Toewijzing van een voorlopige voorziening voor de duur van de hoofdzaak is alleen mogelijk wanneer RotterTram daarbij op dit moment voldoende belang heeft. Dit kan bijvoorbeeld daarin bestaan dat RotterTram de afloop van de hoofdzaak niet kan afwachten, omdat RET c.s. concrete plannen heeft om de restauranttram aan een derde te verkopen of verhuren of om de restauranttram te demonteren. Daar heeft RotterTram echter niets over gesteld. Dit klemt, omdat uit de ‘
Overeenkomst inzake het gebruik van een restauranttram, het tramnet en levering van diensten’ (productie 1 bij de dagvaarding) blijkt dat de restauranttram eigendom is van RETS en het opleggen van een “beschikkingsverbod” en een gebod om de restauranttram te bewaren en de beheren daardoor ingrijpen op het eigendomsrecht van RETS. RotterTram had op zijn minst (gemotiveerd) moeten stellen waarom dat in dit geval gerechtvaardigd is. Dat heeft zij niet gedaan. Sterker nog, RotterTram heeft volstaan met het benoemen van haar eis tot het opleggen van een verbod en een gebod, zonder daar verder enige nadere onderbouwing voor of toelichting op te geven. Dat is simpelweg volstrekt onvoldoende om een voorlopige voorziening te treffen.
RotterTram moet de proceskosten in de incidenten van RET c.s. betalen
2.8.
RotterTram is in de incidenten in het ongelijk gesteld en moet daarom de proceskosten in het incident (inclusief nakosten) betalen. De proceskosten van RET c.s. worden begroot op:
- salaris advocaat € 614,00 (één punt × tarief II)
- nakosten €
178,00(plus de verhoging zoals vermeld in de beslissing)
Totaal € 792,00
Uitvoerbaarheid bij voorraad
2.9.
De proceskostenveroordeling wordt, zoals verzocht, uitvoerbaar bij voorraad verklaard.

3.De beslissing

De rechtbank:
in de incidenten
3.1.
wijst de eisen af;
3.2.
veroordeelt RotterTram in de proceskosten van € 792,00, te betalen binnen veertien dagen na aanschrijving daartoe.

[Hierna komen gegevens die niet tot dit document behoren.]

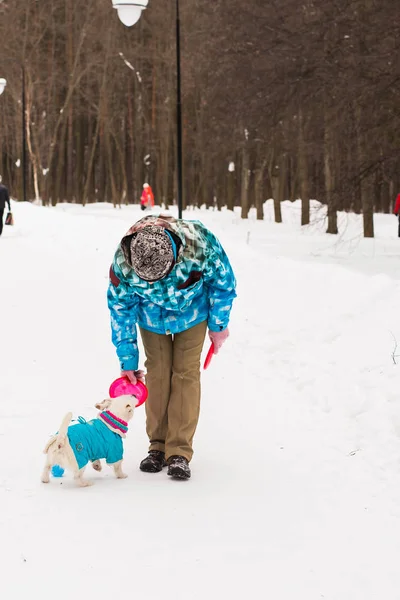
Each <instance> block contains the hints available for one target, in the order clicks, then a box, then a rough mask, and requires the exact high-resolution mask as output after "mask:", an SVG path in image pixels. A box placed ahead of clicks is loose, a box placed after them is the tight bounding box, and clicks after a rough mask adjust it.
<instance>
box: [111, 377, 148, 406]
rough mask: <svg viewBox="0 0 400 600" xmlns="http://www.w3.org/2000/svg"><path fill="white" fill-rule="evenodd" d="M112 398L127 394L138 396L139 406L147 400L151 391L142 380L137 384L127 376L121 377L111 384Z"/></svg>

Als RotterTram niet tijdig aan deze veroordeling voldoet en het vonnis daarna wordt betekend, dan moet RotterTram € 92,00 extra betalen;
3.3.
verklaart deze proceskostenveroordeling uitvoerbaar bij voorraad;
in de hoofdzaak
3.4.
verwijst de zaak naar de rol van
22 mei 2024voor het nemen van een conclusie van antwoord door RET c.s.
Dit vonnis is gewezen door mr. R.J.A.M. Cooijmans en in het openbaar uitgesproken op 10 april 2024.